If you're using Consul for web services, I really recommend the Traefik web server: https://traefik.io
Traefik replaces Nginx: it's the reverse proxy that maps the incoming requests to your various services, which are advertising on some arbitrary localhost port.
The amazing thing is that Traefik integrates with Consul: you only need to point it to your Consul endpoint, and it can automatically publish your services! You can also do other dynamic configuration of Traefik, e.g. by publishing a service via a REST API, via Kubernetes, etc.
I've struggled for years to get Nginx configured correctly, and it's been frustrating to have no alternative. In Nginx, dynamic binding is a premium feature. In the free version, you have to rewrite the config and restart the service. That's not fun if you expect services to come and go as part of your natural life-cycle.

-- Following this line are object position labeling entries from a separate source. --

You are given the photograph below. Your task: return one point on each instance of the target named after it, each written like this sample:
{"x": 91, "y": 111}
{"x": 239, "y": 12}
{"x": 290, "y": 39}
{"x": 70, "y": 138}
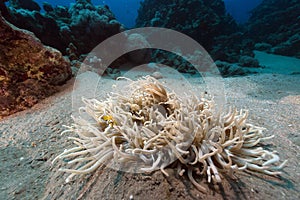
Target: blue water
{"x": 126, "y": 10}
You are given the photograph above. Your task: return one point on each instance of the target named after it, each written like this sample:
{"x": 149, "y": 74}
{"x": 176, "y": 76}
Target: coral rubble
{"x": 151, "y": 128}
{"x": 29, "y": 71}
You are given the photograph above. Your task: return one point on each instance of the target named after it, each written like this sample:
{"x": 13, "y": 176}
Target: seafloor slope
{"x": 31, "y": 139}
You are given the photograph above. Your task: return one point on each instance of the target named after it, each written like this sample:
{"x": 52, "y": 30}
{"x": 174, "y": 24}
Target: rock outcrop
{"x": 29, "y": 71}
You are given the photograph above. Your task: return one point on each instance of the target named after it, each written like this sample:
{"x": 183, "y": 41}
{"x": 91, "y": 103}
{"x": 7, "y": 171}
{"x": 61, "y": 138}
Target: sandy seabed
{"x": 31, "y": 139}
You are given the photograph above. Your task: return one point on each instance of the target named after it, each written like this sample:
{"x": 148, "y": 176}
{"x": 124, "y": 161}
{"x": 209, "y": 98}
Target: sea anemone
{"x": 152, "y": 128}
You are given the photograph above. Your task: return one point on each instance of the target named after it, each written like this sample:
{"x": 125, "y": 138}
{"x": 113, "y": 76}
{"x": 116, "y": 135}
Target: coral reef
{"x": 82, "y": 24}
{"x": 29, "y": 71}
{"x": 151, "y": 128}
{"x": 276, "y": 23}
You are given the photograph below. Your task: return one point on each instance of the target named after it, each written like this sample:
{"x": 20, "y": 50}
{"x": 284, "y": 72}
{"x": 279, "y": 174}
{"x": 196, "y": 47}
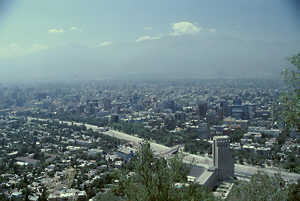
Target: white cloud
{"x": 147, "y": 28}
{"x": 38, "y": 47}
{"x": 184, "y": 28}
{"x": 14, "y": 49}
{"x": 73, "y": 28}
{"x": 56, "y": 31}
{"x": 144, "y": 38}
{"x": 105, "y": 43}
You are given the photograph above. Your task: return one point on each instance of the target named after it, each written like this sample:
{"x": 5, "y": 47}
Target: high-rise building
{"x": 107, "y": 104}
{"x": 202, "y": 108}
{"x": 222, "y": 158}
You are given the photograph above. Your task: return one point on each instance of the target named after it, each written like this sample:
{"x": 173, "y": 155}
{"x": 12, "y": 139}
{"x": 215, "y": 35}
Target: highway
{"x": 240, "y": 170}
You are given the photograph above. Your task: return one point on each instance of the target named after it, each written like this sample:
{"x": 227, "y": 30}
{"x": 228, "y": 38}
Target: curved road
{"x": 240, "y": 170}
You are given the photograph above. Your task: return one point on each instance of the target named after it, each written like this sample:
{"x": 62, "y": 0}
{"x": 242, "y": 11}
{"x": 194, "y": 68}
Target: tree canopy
{"x": 291, "y": 97}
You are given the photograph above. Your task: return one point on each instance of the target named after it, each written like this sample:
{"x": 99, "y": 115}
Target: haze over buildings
{"x": 76, "y": 40}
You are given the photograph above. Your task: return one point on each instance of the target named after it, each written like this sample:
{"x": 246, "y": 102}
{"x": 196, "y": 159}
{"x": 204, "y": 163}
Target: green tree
{"x": 154, "y": 178}
{"x": 294, "y": 192}
{"x": 260, "y": 188}
{"x": 291, "y": 98}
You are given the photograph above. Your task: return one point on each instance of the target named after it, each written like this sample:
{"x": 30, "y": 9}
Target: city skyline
{"x": 56, "y": 40}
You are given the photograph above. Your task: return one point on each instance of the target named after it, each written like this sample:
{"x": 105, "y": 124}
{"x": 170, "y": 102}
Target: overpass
{"x": 239, "y": 170}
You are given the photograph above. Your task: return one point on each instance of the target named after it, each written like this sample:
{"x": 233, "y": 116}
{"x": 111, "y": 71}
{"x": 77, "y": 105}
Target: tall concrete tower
{"x": 222, "y": 158}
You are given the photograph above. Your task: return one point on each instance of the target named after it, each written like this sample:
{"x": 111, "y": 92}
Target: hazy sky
{"x": 96, "y": 39}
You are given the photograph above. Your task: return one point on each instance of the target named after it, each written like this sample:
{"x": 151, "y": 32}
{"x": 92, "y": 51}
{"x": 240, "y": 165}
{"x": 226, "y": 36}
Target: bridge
{"x": 242, "y": 171}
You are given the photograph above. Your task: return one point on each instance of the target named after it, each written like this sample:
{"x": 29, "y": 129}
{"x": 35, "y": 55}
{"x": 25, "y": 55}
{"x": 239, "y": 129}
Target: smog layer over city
{"x": 156, "y": 100}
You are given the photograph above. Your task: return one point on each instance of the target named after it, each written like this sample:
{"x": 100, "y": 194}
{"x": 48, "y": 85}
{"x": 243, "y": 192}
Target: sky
{"x": 128, "y": 39}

Traefik's still pretty young. Notably, the docs are shit. But the application is well-designed, and it compiles as a single self-contained binary (as it's written in Go).
Traefik isn't worth the trouble. We used it in production over the course of 2 years, and it was consistently our only source of downtime due to rediculous bugs: not closing file descriptors, breaking changes, and silent failures with no log output, panic or exit even with debug logs enabled.
As you mentioned, the docs are terrible. What makes that worse are the undocumented breaking changes between each release. They don't even pretend to follow semver, so v1.5 broke v1.4, and v1.6 broke v1.5. Each update you pray that it doesn't take your whole setup down. If anything goes wrong, since nothing is documented and there's often no logs explaining what went wrong, you might be down for an extended period while you make 100 best-guess changes to the config that worked in staging, but for whatever reason isn't working in production. May the odds be ever in your favor.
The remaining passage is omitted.